Best Practices for Using Context Variables with Talend: Part 3
Hello and welcome to Part 3 of my best practices guide on context variables! Before I get started, I just want to inform you that this blog builds on concepts discussed in Part 1 and Part 2. Read those before you get started.
Let’s say that we decide that we want our Talend Jobs to be able to run on any environment after they have been compiled. We do not want to have to compile them again. We want to maintain our Context variable values in a database (which at design time we have no idea of its location) and we want to keep the database connections details hidden so that they cannot easily be found by someone who might get access to the servers. How can this be done? Will this make the framework incredibly complicated?
What if I said you can do this and keep the system incredibly dynamic and developer friendly, using nothing more than a couple of Operating System Environment Variables, a flat file, and a relatively simple Talend Routine? All you would need to do is configure the Environment Variables on the servers that jobs will be run on and place a flat file on those servers. After that, the jobs will automatically pick up the Context variable values when the jobs start, regardless of which environment they run on, and without any need to change the individual jobs. Would that be useful?
The Solution
The solution I will give to the above problem is one I have evolved over several years and several projects, where some or all of the requirements above (and sometimes more complicated ones) have had to be met.
The Context variable Table
The first thing you will need to do is to set up a database table to hold your context variable values. The schema that I generally use can be seen below (this was written for SQL Server):
CREATE TABLE [context_variables]( [id] [bigint] NOT NULL, [env] [varchar](255) NULL, [key] [varchar](255) NULL, [value] [varchar](255) NULL, [description] [varchar](255) NULL ) |
This is a bare-bones table. I’ve not added any primary keys (although “id” would be the one I’d use), indexes or any other potentially useful columns. You can do that and configure this as you wish. The important columns used in this example are “key”, “value” and “env”. “key” and “value” MUST be named this way. The Implicit Context Load will need the key column (the column holding the Context variable name) to be called “key” and the value column (the column holding the Context variable value) to be called “value”. Both of these columns are Varchars. The Implicit Context Load will implicitly cast (convert) the values into an object of the correct class. The “env” column I am using to demonstrate how you can have different environment’s Context variables in the same table if you wish. I will get to this later.
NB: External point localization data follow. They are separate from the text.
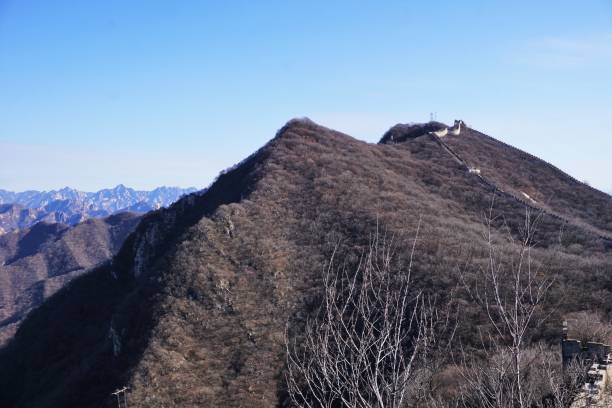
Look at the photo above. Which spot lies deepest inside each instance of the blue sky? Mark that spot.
(147, 93)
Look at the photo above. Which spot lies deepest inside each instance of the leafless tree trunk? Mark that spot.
(372, 332)
(511, 289)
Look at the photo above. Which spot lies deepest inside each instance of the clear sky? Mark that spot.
(145, 93)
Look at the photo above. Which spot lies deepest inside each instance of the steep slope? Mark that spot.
(533, 180)
(194, 308)
(36, 262)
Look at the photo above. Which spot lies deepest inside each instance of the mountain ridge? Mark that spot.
(194, 308)
(71, 206)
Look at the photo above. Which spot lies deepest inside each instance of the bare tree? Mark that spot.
(511, 289)
(370, 338)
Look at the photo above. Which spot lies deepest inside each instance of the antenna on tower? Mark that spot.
(121, 402)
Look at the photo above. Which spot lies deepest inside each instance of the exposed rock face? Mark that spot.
(37, 262)
(70, 206)
(194, 308)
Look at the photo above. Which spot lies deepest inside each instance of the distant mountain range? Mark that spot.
(71, 206)
(36, 262)
(196, 307)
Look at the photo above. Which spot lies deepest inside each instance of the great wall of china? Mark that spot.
(437, 136)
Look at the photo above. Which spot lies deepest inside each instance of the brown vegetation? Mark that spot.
(205, 289)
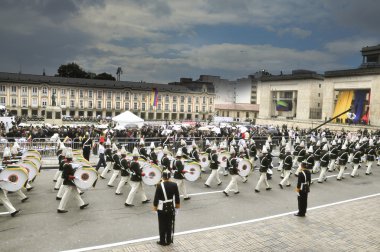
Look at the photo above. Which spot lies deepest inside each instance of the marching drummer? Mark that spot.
(116, 165)
(178, 168)
(232, 164)
(152, 154)
(71, 189)
(165, 161)
(214, 165)
(136, 180)
(125, 166)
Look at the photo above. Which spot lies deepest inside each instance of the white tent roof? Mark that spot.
(127, 117)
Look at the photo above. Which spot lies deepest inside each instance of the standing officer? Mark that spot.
(136, 180)
(303, 189)
(164, 205)
(86, 145)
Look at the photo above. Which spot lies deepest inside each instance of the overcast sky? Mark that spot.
(163, 40)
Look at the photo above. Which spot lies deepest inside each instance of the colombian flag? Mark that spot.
(154, 97)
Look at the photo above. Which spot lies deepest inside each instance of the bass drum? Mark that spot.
(152, 173)
(204, 162)
(222, 158)
(31, 169)
(244, 167)
(193, 171)
(85, 177)
(13, 178)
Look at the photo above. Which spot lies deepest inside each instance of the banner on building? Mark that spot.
(284, 105)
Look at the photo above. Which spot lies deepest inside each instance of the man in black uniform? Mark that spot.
(303, 189)
(164, 205)
(86, 145)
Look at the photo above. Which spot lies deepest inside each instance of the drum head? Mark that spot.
(16, 178)
(85, 178)
(193, 171)
(152, 173)
(244, 167)
(31, 169)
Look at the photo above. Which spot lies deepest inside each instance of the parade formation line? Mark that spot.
(220, 226)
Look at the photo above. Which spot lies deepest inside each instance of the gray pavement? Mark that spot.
(108, 221)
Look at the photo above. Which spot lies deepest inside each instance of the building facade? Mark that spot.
(29, 95)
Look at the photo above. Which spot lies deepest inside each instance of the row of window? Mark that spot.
(99, 105)
(72, 93)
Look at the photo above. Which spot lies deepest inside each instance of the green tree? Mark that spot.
(72, 70)
(104, 76)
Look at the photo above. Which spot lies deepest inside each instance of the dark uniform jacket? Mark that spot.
(68, 174)
(135, 171)
(116, 164)
(178, 168)
(125, 167)
(288, 162)
(214, 163)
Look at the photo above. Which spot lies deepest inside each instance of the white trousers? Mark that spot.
(263, 178)
(355, 171)
(332, 165)
(341, 172)
(369, 167)
(322, 175)
(182, 187)
(286, 178)
(316, 166)
(57, 174)
(232, 186)
(214, 174)
(70, 192)
(59, 181)
(113, 177)
(7, 204)
(108, 167)
(135, 187)
(123, 180)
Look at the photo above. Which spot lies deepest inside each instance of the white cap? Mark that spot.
(179, 153)
(264, 150)
(69, 153)
(166, 151)
(7, 152)
(183, 142)
(310, 150)
(135, 152)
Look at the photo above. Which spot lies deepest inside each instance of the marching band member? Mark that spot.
(232, 165)
(325, 160)
(287, 166)
(143, 152)
(165, 161)
(86, 145)
(342, 161)
(136, 180)
(124, 166)
(214, 165)
(71, 189)
(300, 157)
(333, 156)
(152, 154)
(317, 157)
(178, 174)
(109, 160)
(264, 166)
(371, 155)
(116, 165)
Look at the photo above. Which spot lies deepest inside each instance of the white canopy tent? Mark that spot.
(128, 118)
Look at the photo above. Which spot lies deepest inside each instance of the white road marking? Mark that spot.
(219, 226)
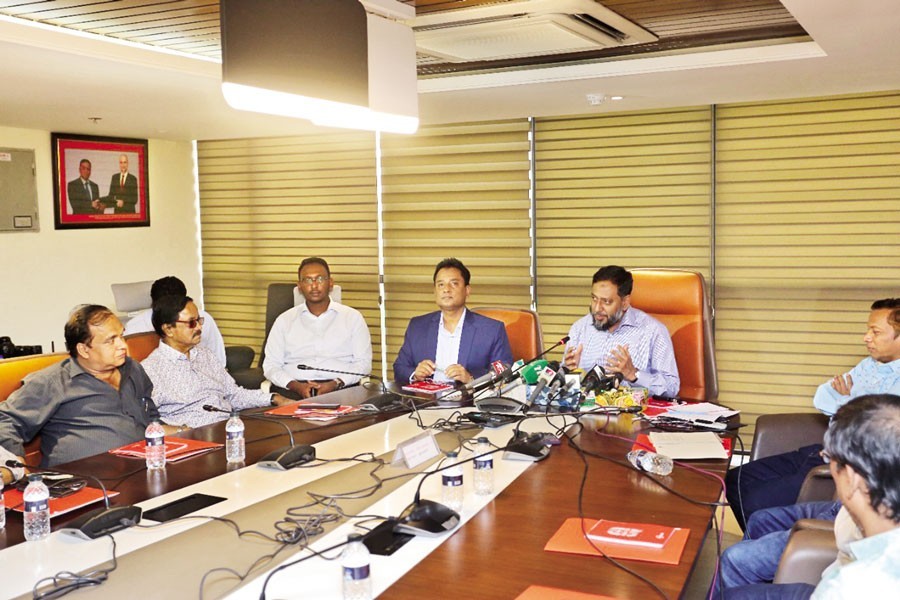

The Operating System Environment Variables
In order to enable this solution, every server that Talend jobs might be run on (including development environments) will require 2 Operating System Environment Variables; “FILEPATH” and “ENCRYPTIONKEY”. The “FILEPATH” variable will point to a flat file (.properties file) with the database connection settings in it (encrypted where required) and the “ENCRYPTIONKEY” variable holds the encryption/decryption key. These must be System Environment Variables and they must be set before the Talend components (Studio, Jobservers, etc) are started.
The Properties File
This is a simple flat file which holds the connection details of the database holding the Context variables. It is pointed to by the “FILEPATH” Operating System Environment Variable. The keys (variable names) I am using in this example are pretty generic and are loosely related to the required Implicit Context Load parameters. Since they are referenced elsewhere it makes sense to keep them and just change your values, but if you want to change them, just be sure to make sure you change any names I have hardcoded in the Routine (TalendContextEnvironment has been hardcoded, for example). The file format can be seen below:
TalendContextAdditionalParams=instance=TALEND_DEV TalendContextDbName=context_db TalendContextEnvironment=DEV TalendContextHost=MyDBHost TalendContextPassword=ENC(4mW0zXPwFQJu/S6zJw7MIJtHPnZCMAZB) TalendContextPort=1433 TalendContextUser=TalendUser |
The ImplicitContextUtils Routine
I have written a basic routine which allows the Implicit Context Load variables to be set to values supplied in your properties file (pointed to by the “FILEPATH” Operating System Variable). The routine can be seen below:
package routines; import java.io.File; import java.io.FileInputStream; import java.io.FileNotFoundException; import java.io.IOException; import java.util.Properties; import org.jasypt.encryption.pbe.StandardPBEStringEncryptor; import org.jasypt.properties.EncryptableProperties; /*
*/ public class ImplicitContextUtils { //A static Properties class used to hold the context variables in memory after having been //read. private static Properties properties;
} |
There are 4 key parts to this routine which need some explaining.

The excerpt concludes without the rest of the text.